Manson: The Life and Times of Charles Manson by Jeff Guinn
(Simon & Schuster; 512 pages; $27.50).
Prior to the publication of Jeff Guinn’s book Manson: The Life and Times of Charles Manson, Vincent Bugliosi’s national bestseller Helter Skelter was the definitive volume on Manson, his followers, and the series of murders his minions committed (the most famous of which was actress Sharon Tate) in August 1969. Guinn has written a fascinating and essential biography of the cult leader and notorious killer. To understand Manson and his era, Guinn’s take on the 78-year-old infamous murderer is not only important but necessary.
Charles Manson was pure evil personified. Guinn writes, “There was nothing mystical or heroic about Charlie—he was an opportunistic sociopath.” Guinn begins by effectively charting Manson’s history of incarceration. Both Manson’s mother and his uncle were imprisoned, and their tendency to commit crimes seems to have been passed down to Charlie. Interestingly, Manson spent more time in jail than he did out of it.
It was in prison where Charlie first read Dale Carnegie’s self-help book How To Win Friends and Influence People. This was the one instance in which Manson himself was a convert. Guinn shines as he takes Manson to San Francisco in the late 1960s, where he used Carnegie’s methods on young girls who were down on their luck and desperately searching for something. Or someone.
Manson convinced the young women that they were all looking for him; he knew just how to manipulate them. Using sex and drugs, Manson eliminated their super egos and eradicated all their barriers. This insured they would do anything he asked of them. Although he had trouble reading, Guinn suggests that Manson was especially savvy and intelligent, especially when it came to influencing people.
Since Los Angeles was the center of everything in the 1960s, particularly music, Manson and his cohorts settled there. It was not long before they were hanging out with Beach Boy Dennis Wilson and even Neil Young. In fact, Gregg Jakobson, talent scout, session arranger, and good friend of Wilson’s, first used the term “the Family” to describe Manson and his followers. The name stuck.

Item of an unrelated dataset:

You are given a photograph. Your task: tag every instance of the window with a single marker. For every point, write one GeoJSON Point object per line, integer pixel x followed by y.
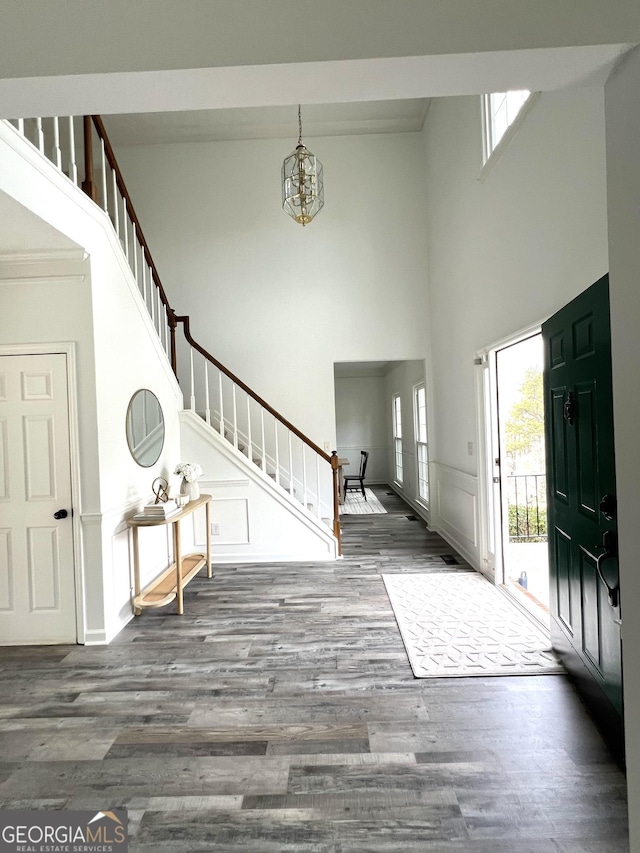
{"type": "Point", "coordinates": [420, 403]}
{"type": "Point", "coordinates": [397, 436]}
{"type": "Point", "coordinates": [499, 112]}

Manson hoped to get a recording contract but producers, like Doris Day’s son Terry Melcher, passed. However, Manson and his devotees still managed to spend around $100,00 of Wilson’s money and also obtained funds from Didi Lansbury, daughter of actress Angela Lansbury. Eerily, Manson sent his people off on “creepy crawls,” where they would break into a house at night and, while the owners slept, rearrange their belongings. Manson ordered his disciples not to steal anything, and they obeyed him. Only when the unsuspecting home owners awoke would they realize their homes had been violated. On one such creepy crawl, Manson’s acolytes broke into the home of John and Michelle Phillips of the musical group The Mamas and the Papas.
Guinn convincingly places Manson within his historical era. The author writes, “The unsettling 1960s didn’t create Charlie, but they made it possible for him to bloom in full, malignant flower.” The atmosphere of the late 60s was perfect for someone like Charlie, and he took full advantage of the tumult, even instilling fears of a race war, “Helter Skelter,” into his followers.
When Manson’s hopes for a career in music were dashed, he feared he would become lessened in the eyes of his supporters. For a cult leader, this was unthinkable. He had to act. He had to somehow bind them to him forevermore. He had to make them kill for him, Guinn maintains. And they, good little soldiers that they were, did exactly that.
A significant portion of Manson is devoted to August of 1969 and the gruesome Tate and LaBianca murders and the subsequent trial in which Bugliosi served as chief prosecutor. I have read Helter Skelter eight to ten times, yet so much of what Guinn wrote was new to me. He interviewed many of those involved, some of whom had never spoken to any other writer before. Guinn’s never-before-revealed information kept a decades-old crime intriguing, fresh, and compelling.
Manson belongs right next to Helter Skelter. The two books of true crime complement each other nicely and should be read together for maximum effect. They are two very different books. The emphasis in Helter Skelter was on the trial and its preparation. Bugliosi provided sketches of most of the people involved from the victims to the perpetrators to those knowledgeable. While Manson was an important part of Helter Skelter, he was not the primary focus. Guinn’s chilling and informative book, in contrast, is all about Manson. You may think you know the story, but Guinn’s new material will have you glued to the page.